In the method of manufacturing the surface acoustic wave device according to any one of claims 2 to 5, since the flatness of the sealing material fused to the sealing joint portion of the cap can be improved, the sealing strength and the airtightness can be improved. Of the surface acoustic wave device with improved reliability, high encapsulation yield, and high reliability for surface mounting.

[Brief description of the drawings]

FIG. 1 is a diagram showing a shape of a sealing material according to a first embodiment.

FIG. 2 is a diagram showing a shape of a sealing material according to Comparative Example 1.

FIG. 3 is a diagram showing a shape of a sealing material according to Comparative Example 2.

FIG. 4 is a diagram showing an example of a surface acoustic wave device.

FIG. 5 is a diagram showing a shape of a sealing material according to a second embodiment.

FIG. 6 is a diagram showing a shape of a sealing material according to Comparative Example 3.

[Explanation of symbols]

1 ... Metal cap, 2 ... Sealing material, 3 ... Ceramic base, 4 ... Fusion jig.

Claims (5)

[Claims] 1. A fusion-fixing step of fusion-bonding a sealing material to a metal cap, and a single-layer or multi-layer ceramic on which the cap and the surface acoustic wave element are mounted via the fixed sealing material. In a method of manufacturing a surface acoustic wave device, which comprises a sealing bonding step of bonding with a base, the flatness of the sealing material fused and fixed to the metal cap is 3
A method of manufacturing a surface acoustic wave device, which comprises using an encapsulant having a size of less than 4 μm. 2. A fusion fixing step of fusion-bonding a sealing material to a metal cap, and a single-layer or multilayer ceramic on which the cap and the surface acoustic wave element are mounted via the fixed sealing material. In the method of manufacturing a surface acoustic wave device, which includes a sealing and bonding step of bonding with a base, in the fusion fixing step, the amount of the sealing material is smaller in a corner portion than in a side portion of the rectangular ceramic base. A method for manufacturing a surface acoustic wave device, characterized in that the sealing material is fused and fixed in an amount. 3. A fusion-bonding fixing step of fusion-bonding a sealing material to a metal cap, and a single-layer or multilayer ceramic on which the cap and the surface acoustic wave element are mounted via the fixed sealing material.
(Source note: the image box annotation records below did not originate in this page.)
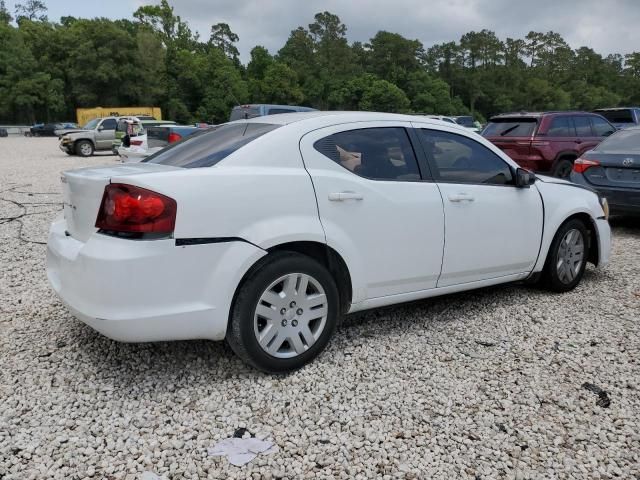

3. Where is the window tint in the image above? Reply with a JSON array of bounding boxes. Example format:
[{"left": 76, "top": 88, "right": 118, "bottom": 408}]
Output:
[
  {"left": 547, "top": 117, "right": 575, "bottom": 137},
  {"left": 101, "top": 118, "right": 118, "bottom": 130},
  {"left": 269, "top": 108, "right": 296, "bottom": 115},
  {"left": 419, "top": 129, "right": 513, "bottom": 185},
  {"left": 313, "top": 127, "right": 420, "bottom": 181},
  {"left": 595, "top": 109, "right": 634, "bottom": 123},
  {"left": 591, "top": 117, "right": 616, "bottom": 137},
  {"left": 573, "top": 117, "right": 592, "bottom": 137},
  {"left": 143, "top": 123, "right": 280, "bottom": 168},
  {"left": 482, "top": 118, "right": 538, "bottom": 137}
]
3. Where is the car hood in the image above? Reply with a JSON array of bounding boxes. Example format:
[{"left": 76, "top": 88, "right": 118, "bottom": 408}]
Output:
[{"left": 536, "top": 174, "right": 598, "bottom": 195}]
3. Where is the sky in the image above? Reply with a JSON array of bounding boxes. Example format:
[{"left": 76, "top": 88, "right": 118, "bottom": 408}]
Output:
[{"left": 6, "top": 0, "right": 640, "bottom": 63}]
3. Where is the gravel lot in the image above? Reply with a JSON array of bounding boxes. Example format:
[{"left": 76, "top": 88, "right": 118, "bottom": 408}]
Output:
[{"left": 0, "top": 137, "right": 640, "bottom": 480}]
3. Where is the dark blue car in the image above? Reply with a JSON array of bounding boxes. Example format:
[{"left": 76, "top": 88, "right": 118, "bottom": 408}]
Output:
[{"left": 571, "top": 127, "right": 640, "bottom": 215}]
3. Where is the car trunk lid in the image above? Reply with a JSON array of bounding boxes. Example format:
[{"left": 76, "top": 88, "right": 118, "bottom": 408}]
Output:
[
  {"left": 582, "top": 151, "right": 640, "bottom": 188},
  {"left": 61, "top": 163, "right": 181, "bottom": 242}
]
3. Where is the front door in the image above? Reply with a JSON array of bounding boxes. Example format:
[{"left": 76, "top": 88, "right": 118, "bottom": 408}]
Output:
[
  {"left": 300, "top": 122, "right": 444, "bottom": 303},
  {"left": 415, "top": 124, "right": 543, "bottom": 287}
]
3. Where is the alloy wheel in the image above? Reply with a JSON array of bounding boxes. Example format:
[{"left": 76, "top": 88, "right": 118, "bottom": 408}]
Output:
[
  {"left": 254, "top": 273, "right": 329, "bottom": 358},
  {"left": 556, "top": 229, "right": 584, "bottom": 284}
]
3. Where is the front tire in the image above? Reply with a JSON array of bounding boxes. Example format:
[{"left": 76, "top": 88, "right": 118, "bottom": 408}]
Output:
[
  {"left": 542, "top": 219, "right": 589, "bottom": 292},
  {"left": 75, "top": 140, "right": 93, "bottom": 157},
  {"left": 226, "top": 252, "right": 340, "bottom": 373}
]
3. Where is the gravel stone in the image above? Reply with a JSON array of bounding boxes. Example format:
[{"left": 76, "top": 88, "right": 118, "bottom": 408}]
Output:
[{"left": 0, "top": 137, "right": 640, "bottom": 480}]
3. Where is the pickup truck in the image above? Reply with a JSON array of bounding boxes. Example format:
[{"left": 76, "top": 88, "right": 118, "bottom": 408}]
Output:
[{"left": 60, "top": 117, "right": 121, "bottom": 157}]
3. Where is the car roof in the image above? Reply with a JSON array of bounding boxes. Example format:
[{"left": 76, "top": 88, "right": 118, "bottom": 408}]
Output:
[
  {"left": 490, "top": 110, "right": 597, "bottom": 120},
  {"left": 235, "top": 110, "right": 464, "bottom": 130},
  {"left": 594, "top": 107, "right": 640, "bottom": 112}
]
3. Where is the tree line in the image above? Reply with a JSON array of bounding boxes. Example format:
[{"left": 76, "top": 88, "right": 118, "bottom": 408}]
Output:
[{"left": 0, "top": 0, "right": 640, "bottom": 123}]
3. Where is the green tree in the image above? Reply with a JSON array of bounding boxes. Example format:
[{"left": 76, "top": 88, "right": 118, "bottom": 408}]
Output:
[
  {"left": 359, "top": 80, "right": 410, "bottom": 112},
  {"left": 209, "top": 23, "right": 240, "bottom": 64},
  {"left": 16, "top": 0, "right": 47, "bottom": 22}
]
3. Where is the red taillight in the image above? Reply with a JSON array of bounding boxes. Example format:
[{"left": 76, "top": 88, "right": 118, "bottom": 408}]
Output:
[
  {"left": 169, "top": 132, "right": 182, "bottom": 143},
  {"left": 96, "top": 183, "right": 177, "bottom": 234},
  {"left": 573, "top": 158, "right": 600, "bottom": 173}
]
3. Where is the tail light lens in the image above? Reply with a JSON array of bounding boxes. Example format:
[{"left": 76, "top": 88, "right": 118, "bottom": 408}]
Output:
[
  {"left": 573, "top": 158, "right": 600, "bottom": 173},
  {"left": 169, "top": 132, "right": 182, "bottom": 143},
  {"left": 96, "top": 183, "right": 177, "bottom": 234}
]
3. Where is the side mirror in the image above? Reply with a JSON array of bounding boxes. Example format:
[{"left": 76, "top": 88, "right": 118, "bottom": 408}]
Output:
[{"left": 516, "top": 168, "right": 536, "bottom": 188}]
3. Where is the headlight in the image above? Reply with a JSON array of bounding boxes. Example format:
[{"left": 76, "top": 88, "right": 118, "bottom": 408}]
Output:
[{"left": 600, "top": 197, "right": 609, "bottom": 220}]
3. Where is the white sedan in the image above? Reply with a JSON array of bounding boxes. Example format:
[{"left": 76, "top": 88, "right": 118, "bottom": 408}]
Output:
[{"left": 47, "top": 112, "right": 611, "bottom": 372}]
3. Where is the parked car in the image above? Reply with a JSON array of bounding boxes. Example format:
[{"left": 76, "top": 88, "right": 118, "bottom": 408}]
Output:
[
  {"left": 593, "top": 107, "right": 640, "bottom": 130},
  {"left": 422, "top": 115, "right": 458, "bottom": 125},
  {"left": 29, "top": 123, "right": 62, "bottom": 137},
  {"left": 118, "top": 125, "right": 202, "bottom": 163},
  {"left": 229, "top": 103, "right": 316, "bottom": 122},
  {"left": 111, "top": 116, "right": 176, "bottom": 155},
  {"left": 59, "top": 117, "right": 120, "bottom": 157},
  {"left": 571, "top": 127, "right": 640, "bottom": 215},
  {"left": 453, "top": 115, "right": 482, "bottom": 133},
  {"left": 53, "top": 122, "right": 80, "bottom": 138},
  {"left": 47, "top": 112, "right": 611, "bottom": 372},
  {"left": 482, "top": 112, "right": 616, "bottom": 178}
]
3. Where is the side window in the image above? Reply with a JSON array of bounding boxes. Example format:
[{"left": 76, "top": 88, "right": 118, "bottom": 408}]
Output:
[
  {"left": 591, "top": 117, "right": 616, "bottom": 137},
  {"left": 269, "top": 108, "right": 295, "bottom": 115},
  {"left": 101, "top": 118, "right": 118, "bottom": 130},
  {"left": 547, "top": 117, "right": 575, "bottom": 137},
  {"left": 419, "top": 129, "right": 513, "bottom": 185},
  {"left": 573, "top": 117, "right": 593, "bottom": 137},
  {"left": 313, "top": 127, "right": 420, "bottom": 181}
]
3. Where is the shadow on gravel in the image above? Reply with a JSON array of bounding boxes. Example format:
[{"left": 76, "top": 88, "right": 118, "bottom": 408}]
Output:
[{"left": 65, "top": 256, "right": 606, "bottom": 384}]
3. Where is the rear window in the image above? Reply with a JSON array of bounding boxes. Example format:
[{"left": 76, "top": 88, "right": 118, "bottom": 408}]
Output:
[
  {"left": 482, "top": 118, "right": 538, "bottom": 137},
  {"left": 229, "top": 107, "right": 260, "bottom": 122},
  {"left": 143, "top": 123, "right": 280, "bottom": 168},
  {"left": 594, "top": 109, "right": 634, "bottom": 123},
  {"left": 593, "top": 128, "right": 640, "bottom": 153}
]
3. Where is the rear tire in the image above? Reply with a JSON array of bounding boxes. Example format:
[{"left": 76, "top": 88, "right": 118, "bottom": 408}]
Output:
[
  {"left": 75, "top": 140, "right": 94, "bottom": 157},
  {"left": 226, "top": 252, "right": 340, "bottom": 373},
  {"left": 553, "top": 158, "right": 573, "bottom": 178},
  {"left": 541, "top": 219, "right": 589, "bottom": 293}
]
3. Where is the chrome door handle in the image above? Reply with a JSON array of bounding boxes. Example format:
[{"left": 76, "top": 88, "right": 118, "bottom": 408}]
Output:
[
  {"left": 329, "top": 192, "right": 364, "bottom": 202},
  {"left": 449, "top": 193, "right": 475, "bottom": 203}
]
In the method of manufacturing a surface acoustic wave device, the method comprising: a sealing bonding step of bonding a base, wherein the fusion fixing step has a layer thickness or a layer width of the encapsulating material that is more square than a side portion of the rectangular ceramic base. The method of manufacturing a surface acoustic wave device, wherein the encapsulant is fused and fixed with a thin layer thickness or a narrow layer width at the portion. 4. A fusion fixing step of fusion-fixing a sealing material to a metal cap, and a single-layer or multi-layer ceramic on which the cap and the surface acoustic wave element are mounted via the fixed sealing material. A method of manufacturing a surface acoustic wave device, comprising: a sealing bonding step of bonding a base; and the fusion fixing step, wherein pressure is applied to both surfaces of the sealing material to perform fusion bonding. Device manufacturing method. 5. A fusion-fixing step of fusion-fixing a sealing material to a metal cap, and a single-layer or multi-layer ceramic on which the cap and the surface acoustic wave element are mounted via the fixed sealing material. In a method of manufacturing a surface acoustic wave device having a sealing and bonding step of bonding a base, in the fusion fixing step, the sealing material is placed on a flat jig,
A method for manufacturing a surface acoustic wave device, comprising: covering a cap with the cap, pressing the sealing material by the weight of the cap, and fusing.